Les Etats ont beau jeu d’invoquer le caractère essentiel de la culture. Mais ils l’ont exclue systématiquement de leur liste de commerces qui échappent au confinement, déplore Michel Guerrin, éditorialiste au « Monde », dans sa chronique.
Chronique. Pour le dire trivialement, la culture est-elle un produit de première nécessité, aussi vital pour l’esprit que les fruits et légumes le sont pour le corps ? C’est un sujet de colloque. Mais qui pèse lourd, tant le secteur accumule les millions d’euros de pertes à cause du coronavirus. Et là, on voit que la question cache une bonne dose de boursouflure et d’hypocrisie.
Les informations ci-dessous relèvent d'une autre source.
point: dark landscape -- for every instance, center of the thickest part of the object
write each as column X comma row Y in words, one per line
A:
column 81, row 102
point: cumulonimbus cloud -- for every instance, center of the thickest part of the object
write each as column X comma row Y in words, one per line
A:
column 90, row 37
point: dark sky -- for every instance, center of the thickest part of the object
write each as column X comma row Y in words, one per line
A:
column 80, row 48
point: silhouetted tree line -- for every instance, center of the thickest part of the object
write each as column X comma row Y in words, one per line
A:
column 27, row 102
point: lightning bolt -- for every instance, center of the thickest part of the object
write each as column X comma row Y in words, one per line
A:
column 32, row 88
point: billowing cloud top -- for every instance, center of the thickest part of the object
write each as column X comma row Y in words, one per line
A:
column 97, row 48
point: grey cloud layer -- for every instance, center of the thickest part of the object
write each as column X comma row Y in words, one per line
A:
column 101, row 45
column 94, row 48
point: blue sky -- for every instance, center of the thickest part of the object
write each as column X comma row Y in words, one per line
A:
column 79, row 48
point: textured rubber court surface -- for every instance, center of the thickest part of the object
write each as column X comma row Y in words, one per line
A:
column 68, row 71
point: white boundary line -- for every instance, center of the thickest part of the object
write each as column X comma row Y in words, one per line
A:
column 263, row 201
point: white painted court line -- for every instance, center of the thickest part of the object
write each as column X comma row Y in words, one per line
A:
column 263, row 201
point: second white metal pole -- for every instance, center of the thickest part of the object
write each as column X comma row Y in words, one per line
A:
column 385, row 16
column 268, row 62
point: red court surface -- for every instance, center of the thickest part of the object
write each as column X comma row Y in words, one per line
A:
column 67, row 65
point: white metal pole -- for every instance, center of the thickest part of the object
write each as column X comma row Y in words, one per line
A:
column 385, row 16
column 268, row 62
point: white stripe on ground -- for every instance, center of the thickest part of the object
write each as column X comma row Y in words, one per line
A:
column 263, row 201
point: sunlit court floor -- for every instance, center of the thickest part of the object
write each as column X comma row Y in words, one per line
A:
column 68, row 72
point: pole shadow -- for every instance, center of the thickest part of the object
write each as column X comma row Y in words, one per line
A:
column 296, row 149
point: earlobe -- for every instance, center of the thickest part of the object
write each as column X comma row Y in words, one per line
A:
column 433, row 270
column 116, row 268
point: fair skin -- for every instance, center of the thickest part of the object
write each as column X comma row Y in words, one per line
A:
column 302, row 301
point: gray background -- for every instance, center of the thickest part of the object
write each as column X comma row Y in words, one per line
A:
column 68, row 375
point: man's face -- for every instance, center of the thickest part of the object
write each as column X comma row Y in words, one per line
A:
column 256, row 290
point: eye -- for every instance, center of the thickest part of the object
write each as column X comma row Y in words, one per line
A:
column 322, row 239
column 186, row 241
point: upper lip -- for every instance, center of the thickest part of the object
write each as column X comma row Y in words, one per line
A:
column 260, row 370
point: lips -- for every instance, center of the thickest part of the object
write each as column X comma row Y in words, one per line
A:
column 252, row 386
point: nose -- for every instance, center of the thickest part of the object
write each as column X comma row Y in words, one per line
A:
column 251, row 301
Déjà, pendant ce confinement, on entend de belles paroles sur l’art qui aurait sauvé les gens en quarantaine. On ressort une formule incertaine de Churchill pendant le second conflit mondial, alors qu’on lui proposait de couper le budget culturel : « Si nous sacrifions notre culture, pourquoi nous faisons la guerre ? »
C’est juste mais cassons l’ambiance. D’abord, le confinement tue la culture et amplifie une fracture. L’immense majorité des gens, on peut les comprendre, plongent dans le zapping, le clip potache, la lecture digest, le divertissement rapide, tout un magma amplifié par l’Internet. Une minorité, toujours la même, suit les conseils de films, spectacles ou livres à déguster sur écran en privilégiant la perle. Et puis ça se saurait si la culture était essentielle. Elle n’existe pas dans une campagne électorale, elle est marginale dans le budget de l’Etat, elle pèse peu dans les débats de société. Elle nourrit mais ne sauve pas.
Pas envie de jouer les grognards au front
L’expression « produit de première nécessité » que l’on colle à la culture a pourtant été brandie un peu partout en Europe, même aux Etats-Unis, et chaque fois elle a volé en éclats.